Status: in property of the Stamp Museum Budapest

Taormina as I view it

I have got again a unique story to share. The story started when I red an article about Picasso the title of which sounded the following: „Csontváry, the Hungarian painter who was adored by Picasso”. This article gave me also the knowledge of the fact that Csontváry who is a very much liked painter in our days died on starvation. The root cause for this kind of death was that the leftist Hungarian government of 1919 nationalized his pharmacie. His inheritors wanted to sell his good quality canvases bearing his paintings mere as a material. We owe much to the young architect Gedeon Gerloczy for the preservation of the pictures as recognizing Csontváry’s genius he bought up them. Picasso saw Csontváry’s pictures twenty years after his death in 1948 in Paris. And what did Piacsso say: „I did not know there existed another good painter in our century!”

 

This sentence initiated the process in me, to make a kind of statue to commemorate Csontváry. I like very much his picture, „The ruines of the Greek theatre in Taormina” which also was used by the Hungarian Post to print a stamp. My plan was to paint with stamps a picture of similar feature to resemble Csontváry’s caharecteristic colours from some of his pictures. I quickly realized that I could not paint ruines wit stamps I, therefore, looked for a picture to see how a theatre looked like in the ancient Greek times. I found the picture used for my paint on the Wikipedia. It was not an easy job at all! Firstly I did not find the necessary yellow stamps so I had to use the border sides of an old Hungarian stamp. I searched also for what did the ancient Roman people use as building materil and I found out that they used bricks of course. I found also some old Hungarian stamps to paint the brick walls. The greatest challange was to paint the auditorium itself So the question was for example how to paint seats graven into the rocks?
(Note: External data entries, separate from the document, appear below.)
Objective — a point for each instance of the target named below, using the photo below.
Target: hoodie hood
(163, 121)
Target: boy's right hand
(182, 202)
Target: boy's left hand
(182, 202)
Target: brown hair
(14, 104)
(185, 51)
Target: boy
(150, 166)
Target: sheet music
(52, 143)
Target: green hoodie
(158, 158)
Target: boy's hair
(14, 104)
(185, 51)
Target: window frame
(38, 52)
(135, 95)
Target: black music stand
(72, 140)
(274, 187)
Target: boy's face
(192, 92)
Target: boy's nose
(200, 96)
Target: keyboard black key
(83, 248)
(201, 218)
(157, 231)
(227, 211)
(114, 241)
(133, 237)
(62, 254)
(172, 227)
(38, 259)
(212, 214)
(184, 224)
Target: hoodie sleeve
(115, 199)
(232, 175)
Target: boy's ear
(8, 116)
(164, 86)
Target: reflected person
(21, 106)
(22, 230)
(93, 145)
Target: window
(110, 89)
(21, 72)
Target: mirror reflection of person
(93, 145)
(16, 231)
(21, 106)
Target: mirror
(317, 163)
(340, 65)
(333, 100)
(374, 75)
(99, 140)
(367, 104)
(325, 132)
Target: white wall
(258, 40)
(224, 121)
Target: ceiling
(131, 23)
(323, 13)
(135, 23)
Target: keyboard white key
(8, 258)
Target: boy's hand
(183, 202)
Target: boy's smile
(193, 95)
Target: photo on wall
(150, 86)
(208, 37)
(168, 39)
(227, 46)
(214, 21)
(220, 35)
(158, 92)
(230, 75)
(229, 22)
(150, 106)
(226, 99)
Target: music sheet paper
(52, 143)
I worked for a long time on this part of the picture as I wanted to make my viewers to feel the depths of the auditorium as well. I used an awful big number of stamps but most of them not in full but a stripe is seen only. The trees and bushes around the theatre make also a large surface, it was also a big work to paint this part of the picture. I new from the start already that I wanted people to sit in the auditorium but how can one do that by using only stamps? The final choice was an Italian stamp series featuring heads of ancient people. I did not have, unfortunately, Greek stamps for this aim, but I knew that Taormina was a small city in Sicily, a Greek colony in those times so I was free to use Italian stamps to paint people, I thought. My intention was also to show the three dimensions in the theatre what I wanted to foster by the use of colours as well and also to show teh diversity of the people present.

 

I really hope I could manage to pay tribute to Csontváry!